Dupuis wrote much of Foil Deer at her mother’s home in the Connecticut woods, where the songwriter imposed a self-regulated exile and physical cleansing of sorts, finding that many of the songs came to her while running or swimming alone. “I gave up wasting mental energy on people who didn’t have my back,” she says. “Listening to our old records, I get the sense I was putting myself in horrible situations just to write sad songs. This music isn’t coming from a dark place, and without slipping into self-empowerment jargon, it feels stronger.” Many of the songs deal with a similar sense of starting over, editing out the unnecessary drama. “Boys be sensitive and girls be, be aggressive,” she sings on “Mister Difficult.”
And while their debut album was recorded on the fly, Speedy Ortiz spent almost a month in the studio on Foil Deer. Falcone’s drums are taut, mechanistic; Ferm’s bass ranges from the aggressive rattle of an AmRep classic to smoother, hip-hop inspired lines.
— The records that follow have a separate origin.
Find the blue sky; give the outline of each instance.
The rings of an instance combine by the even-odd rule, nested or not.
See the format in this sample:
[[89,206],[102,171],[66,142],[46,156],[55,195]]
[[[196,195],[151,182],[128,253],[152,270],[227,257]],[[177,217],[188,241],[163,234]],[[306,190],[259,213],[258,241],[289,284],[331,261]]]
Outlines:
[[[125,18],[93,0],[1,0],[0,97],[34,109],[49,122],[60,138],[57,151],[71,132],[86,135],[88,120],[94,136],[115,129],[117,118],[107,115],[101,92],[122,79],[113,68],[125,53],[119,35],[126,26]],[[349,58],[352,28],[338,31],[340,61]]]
McKnight, meanwhile, lends spacier, textural riffs to complement Dupuis’ wiry, melody-driven guitar style. “The demos for our songs have always had tons of small details and production experimentation, but we never had any money to pay for more than a couple days in the studio, so the songs came out very live-sounding and guitar heavy,” Dupuis says. It was recorded and mixed at Brooklyn’s Rare Book Room with Nicolas Vernhes (Silver Jews, Enon, Deerhunter), with the record mastered by Emily Lazar (Sia, Haim, Beauty Pill), lending a more polished sound and a pop sensibility that will stand out to existing fans and new converts alike. For all the lyrical complexity and guitar-based excursions Speedy Ortiz have built their reputation on to this point, Foil Deer has a sense of light-footed fun. What’s the point of doing things yourself if you’re not going to enjoy the trip?